On Fri 2022-06-10 09:06:16, Joe Lawrence wrote:
On 6/9/22 4:16 PM, Shuah Khan wrote:
On 6/3/22 8:32 AM, Marcos Paulo de Souza wrote:
Hi there,
The first patch moves the current livepatch tests to selftests, allowing it be better suited to contain more complex tests, like using userspace C code to use the livepatched kernel code. As a bonus it allows to use "gen_tar" to export the livepatch selftests, rebuild the modules by running make in selftests/livepatch directory and simplifies the process of creating and debugging new selftests.
In general selftests don't include modules. We keep test modules under lib. One of the reasons is that modules have dependencies on the kernel and should be built when kernel is built.
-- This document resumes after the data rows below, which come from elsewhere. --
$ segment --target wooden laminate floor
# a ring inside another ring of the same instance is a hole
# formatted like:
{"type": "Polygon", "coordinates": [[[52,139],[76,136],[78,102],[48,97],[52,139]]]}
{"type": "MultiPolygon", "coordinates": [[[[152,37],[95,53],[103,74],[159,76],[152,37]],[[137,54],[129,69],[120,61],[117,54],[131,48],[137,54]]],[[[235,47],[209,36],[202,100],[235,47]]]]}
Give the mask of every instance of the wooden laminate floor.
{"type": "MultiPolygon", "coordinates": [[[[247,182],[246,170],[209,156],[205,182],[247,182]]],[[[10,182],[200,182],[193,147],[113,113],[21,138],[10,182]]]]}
I don't fully buy the argument that moving modules under selftest would simplify the process.
Hi Shuah,
I see that there is tools/testing/selftests/bpf/bpf_testmod/ which claims to be a "conceptually out-of-tree module". Would similarly moving livepatch test modules under tools/ give us flexibility to write them build for multiple kernel versions? Then one could theoretically build and run the latest, greatest selftests against older kernels (assuming the associate script/module/kernel supports the idea)?
+1
Another motivation is that the new selftest also needs an executable binary. It would be nice to handle both modules and binaries the same way.
Honestly, lib/* is a mess. It mixes real functionality and test modules. The relation between the modules and tools/testing/* is far from clear. IMHO, it would be more clean to have the related stuff together.
Of course, we could not move all test modules from lib/* easily. Some of them might be used on its own or even as built-in tests. But preventing the move looks like a step in the wrong direction to me.